Quoting a memo sent by company head Forrest Mars in 1947 instructing the company to act in a mutual way towards its stakeholders, she said this laid the groundwork for the purpose of the organisation. “Mars always regarded itself as an agricultural company because the company depended on agricultural raw materials to manufacture its products,” she said, adding that the company developed a deep understanding of what it takes to produce its items. Forrest Mars’ heirs took this philosophy further, defining five principles on which the company would be run. This helped them weather many changes in the 1980s and 90s.
It even helped manage the business through serious global issues like child slavery, deforestation, greenhouse gas emissions and water conservation. Mars worked with like-minded suppliers, and changed the way they worked, even committing to using 100% renewable energy. “In 2016, it defined its corporate purpose,” she said. Mars introduced its compass – four quadrants based on strong financial performance, quality business growth, positive societal impact and trusted partners, developing specific measurable metrics under each of these that could be cascaded down to organisations and associates on how to bring the purpose statement to life.
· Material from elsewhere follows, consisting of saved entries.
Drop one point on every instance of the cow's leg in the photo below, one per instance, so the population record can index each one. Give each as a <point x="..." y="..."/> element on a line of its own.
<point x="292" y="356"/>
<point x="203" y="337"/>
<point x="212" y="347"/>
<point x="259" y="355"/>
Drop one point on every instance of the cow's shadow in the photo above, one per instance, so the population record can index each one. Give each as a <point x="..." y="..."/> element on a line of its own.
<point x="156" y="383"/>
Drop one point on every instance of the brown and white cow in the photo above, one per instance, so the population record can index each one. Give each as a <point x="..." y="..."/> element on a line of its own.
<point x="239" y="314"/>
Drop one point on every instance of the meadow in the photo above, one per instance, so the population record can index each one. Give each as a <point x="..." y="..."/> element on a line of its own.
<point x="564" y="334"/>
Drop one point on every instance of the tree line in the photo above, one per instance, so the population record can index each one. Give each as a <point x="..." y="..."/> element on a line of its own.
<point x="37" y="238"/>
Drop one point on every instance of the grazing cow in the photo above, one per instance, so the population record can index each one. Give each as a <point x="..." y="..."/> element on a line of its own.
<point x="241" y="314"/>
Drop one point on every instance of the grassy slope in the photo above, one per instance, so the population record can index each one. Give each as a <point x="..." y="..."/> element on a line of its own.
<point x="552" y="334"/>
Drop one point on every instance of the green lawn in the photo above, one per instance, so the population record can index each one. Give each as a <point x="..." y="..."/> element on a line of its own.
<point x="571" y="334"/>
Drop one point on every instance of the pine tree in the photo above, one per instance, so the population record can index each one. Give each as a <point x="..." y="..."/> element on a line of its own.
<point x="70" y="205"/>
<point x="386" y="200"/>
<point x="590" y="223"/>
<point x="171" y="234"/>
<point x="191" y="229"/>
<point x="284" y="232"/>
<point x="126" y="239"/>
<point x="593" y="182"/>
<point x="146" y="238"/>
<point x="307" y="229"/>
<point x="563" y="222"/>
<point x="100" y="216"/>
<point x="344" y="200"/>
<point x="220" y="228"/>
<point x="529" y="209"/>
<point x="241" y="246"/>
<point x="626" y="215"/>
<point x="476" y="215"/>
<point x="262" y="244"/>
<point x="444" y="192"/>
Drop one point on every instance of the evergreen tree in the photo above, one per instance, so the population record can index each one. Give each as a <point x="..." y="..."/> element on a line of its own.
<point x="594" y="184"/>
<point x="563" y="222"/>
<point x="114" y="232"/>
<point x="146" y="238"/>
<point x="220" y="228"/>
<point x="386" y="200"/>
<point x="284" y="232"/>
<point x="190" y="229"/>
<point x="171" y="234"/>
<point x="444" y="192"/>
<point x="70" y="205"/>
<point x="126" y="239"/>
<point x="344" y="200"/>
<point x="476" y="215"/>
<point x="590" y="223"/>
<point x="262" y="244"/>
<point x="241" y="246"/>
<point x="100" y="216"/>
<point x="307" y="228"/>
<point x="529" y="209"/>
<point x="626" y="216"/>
All this did not happen overnight, she stressed. It took years but it could resonate with everyone and also recognised that longer-term commitments are necessary because changing some things takes time. She said that businesses have to be grounded in principles but must go beyond just delivering, to make an impact. “If you are only in the business to deliver the top and bottom line, then it’s a slippery slope,” she concluded. “A lot of businesses do have a purpose but its just stays “on the wall” or ends up as “purpose-washing” that looks good in an annual report or on the website. The hard part is living it.”